İnsanı en çok sevdikleri üzer.. -16-

364K 9.8K 819
                                    

Sizi beklettiğim için çok özürdilerim. Bu gün bir daha anladım ki sizi gerçekten çok seviyorum. Bu bolum Moralimin en berbat noktasında beni desteklemekten vagecmeyip yorumlarıyla voteleriyke sonuna kadar destekleyen tüm okuyucularıma gelsin. iyiki varsınız :)




" Sana o benim demiştim ! "

Karnıma inen tekmeyle sesli bir biçimde inledim fakat bir gariplik vardı. Sesin geldiği yönle tekmenin geldiği yön çok farklıydı.  Sanırım 2 kişiydiler. Suratıma inen yumrukla kafamı yere çok sert çarptım ve başım dönmeye başladı. Bir ses geliyordu fakat çok uğultuluydu. Gözlerim tam kapanıyordu ki saçımın çekilmesiyle bilincim yerine geldi. " Daha yeni başlıyoruz. " Bestenin sesi çok yakından geliyordu sanırım kulağıma eğilmişti ve tekrar Suratıma inen darbeyle kafamı yere tekrar çarpmam bir oldu. Hemen ardından kim olduğunu çıkaramadığım ikinci kişi kaburgalarıma doğru bir tekme daha salladı ve kendimi daha fazla tutamadım.  Gözlerim kapanıyordu.  Hissetmiyordum. Duymuyordum. Beyaz bir labirentte kaybolmuştum..

Ve annemin sesiyle yönümü buluşmuşçasına etrafa bakındım. Yolun sonunda ışıklar içinde annem kollarını açmış beni bekliyordu..

" Seni seviyorum meleğim. Hadi koş anneye."

Berk Handeral

2 haftadır hiç kimseyle birlikte olmamış sadık koca rolü oynuyordum. Birde bu yetmezmiş gibi babam beni zorla şirkete sokmuş, bir alışveriş merkezi tasarlamamı istemişti. Aklınca adam etmeye çalışıyordu.  Bana verilen projeyi en berbat haliyle sunmak istiyordum fakat mimar sinan Üniversitesi'ni 1.likle bitirdiğim için bu itibarımı zedelerdi.     

                                 

Biraz taslak karaladıktan sonra saatin 7'ye  yaklaştığını gördüm. Babam bana yaklaşık 40 metrekarelik bir oda tahsis etmişti. Oda oturma alanı ve minibarıyla birlikte siyahlara bürünmüştü.

Masamdan kalkıp minibara gityim ve bardağıma doldurduğum viskiyi tek seferde içtim. İçimde bir sıkıntı vardı.  Ama anlaşmamız  böyleydi yani buna hakkım vardı. Odadan çıkıp Seyran'a  otelin yerini  mesaj olarak attım ve telefonu sessize aldım. Madem bir iş yapıcaz bölünmesine gerek yoktu. Bentleyme binmek için otoparka indim.
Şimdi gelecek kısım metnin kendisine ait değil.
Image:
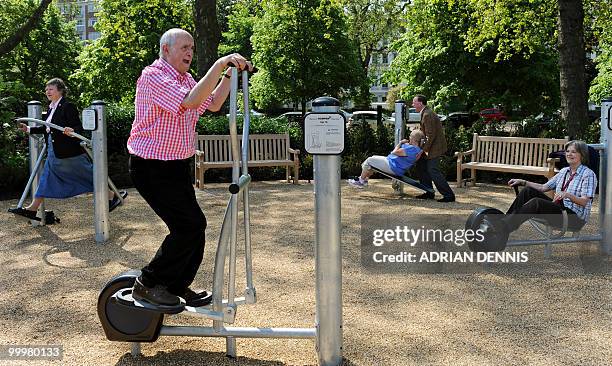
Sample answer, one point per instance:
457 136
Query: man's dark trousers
429 170
167 188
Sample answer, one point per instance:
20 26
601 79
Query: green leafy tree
516 26
435 58
207 34
240 23
372 25
49 50
129 41
11 36
601 15
302 50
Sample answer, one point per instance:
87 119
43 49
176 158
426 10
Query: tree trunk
14 39
207 34
572 60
Arabaya bindiğimde içimdeki sıkıntı daha fazla artmıştı.  Seyranın yanına rahatlamak için gidiyordum fakat otele yaklaştıkça içimdeki sıkıntı dahada fazla artıyordu.

Otelin önüne geldiğimde Seyran kapının önünde bekliyordu. Beni görünce her zamanki gülüşüyle yanıma gelip koluma girdi , " Merhaba yakışıklı. 2 haftadır nerelerdesin geceler seni özledi. " , " Burdayım ya işte." Dedim o koluma girerken onceden beni etkiliyen ses tonu şuan ondan ve kendimden iğrenmeme neden oluyordu. Peki neden ?
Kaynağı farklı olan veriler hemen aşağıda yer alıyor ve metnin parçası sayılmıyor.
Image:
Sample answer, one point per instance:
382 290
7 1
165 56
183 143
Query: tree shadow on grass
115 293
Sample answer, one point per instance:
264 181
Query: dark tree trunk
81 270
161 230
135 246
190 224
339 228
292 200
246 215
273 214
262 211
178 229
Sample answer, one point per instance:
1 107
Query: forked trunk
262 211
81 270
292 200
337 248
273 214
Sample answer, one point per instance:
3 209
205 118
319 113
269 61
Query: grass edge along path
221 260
Suite girdiğimizde birer kadeh şampanya doldurmak için bara yöneldim.  Kadehleri doldurduktan sonra birini seyrana uzatıp diğerini de kendime aldım. Son kez bir telefona bakmamla şaşkınlık içinde ağzımın açılması bir oldu.

Annem - 16 cevapsız arama

Annem - 1 yeni mesaj 

Endişeyle  gelen mesaja baktim ve içime bir korku yayıldı. - Lara yukarıda 1 buçuk saattir ulaşamıyoruz. Endişelenmeye başladık çünkü Beste evden kaçmış. Asansörün şifresi ne ?

Asansör şifresini onlara asla soyleyemezdim. Bunu göze alamazdım. İyice Endişelenmeye başlamıştım. Bu kız neden telefonlara cevap vermiyordu. En mantıklısı gidip açmaktı. Ah Lara tam başbelasısın bunu ödemen gerekecek diye düşünürken Seyrandan ozurdileyerek otelden ayrıldım.
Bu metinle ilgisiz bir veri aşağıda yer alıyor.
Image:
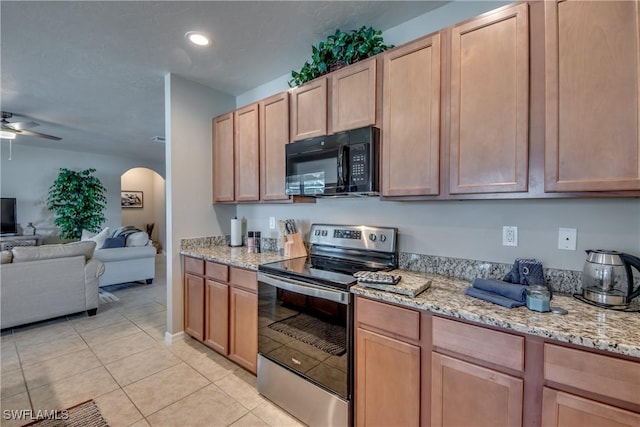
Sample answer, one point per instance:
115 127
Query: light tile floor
119 359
Eve giderken içimdeki sıkıntı azalıyordu. Neden ? Yoksa nedeni sadece Seyran mıydı ?

Eve girdiğimde annem endişeli adımlarla yanıma geldi. " Berk nerdesin ? Sanada ulaşamayınca çok korktum ah oğlum ne gerek vardı şu kilide. Sabahtan beri evinizi arıyoruz ama Lara açmıyor. " Annem konuşmaya devam ederken evin arka köşesinde ki asansöre ulaşmıştım. Hızla şifreyi yazıp yukarı çıktım.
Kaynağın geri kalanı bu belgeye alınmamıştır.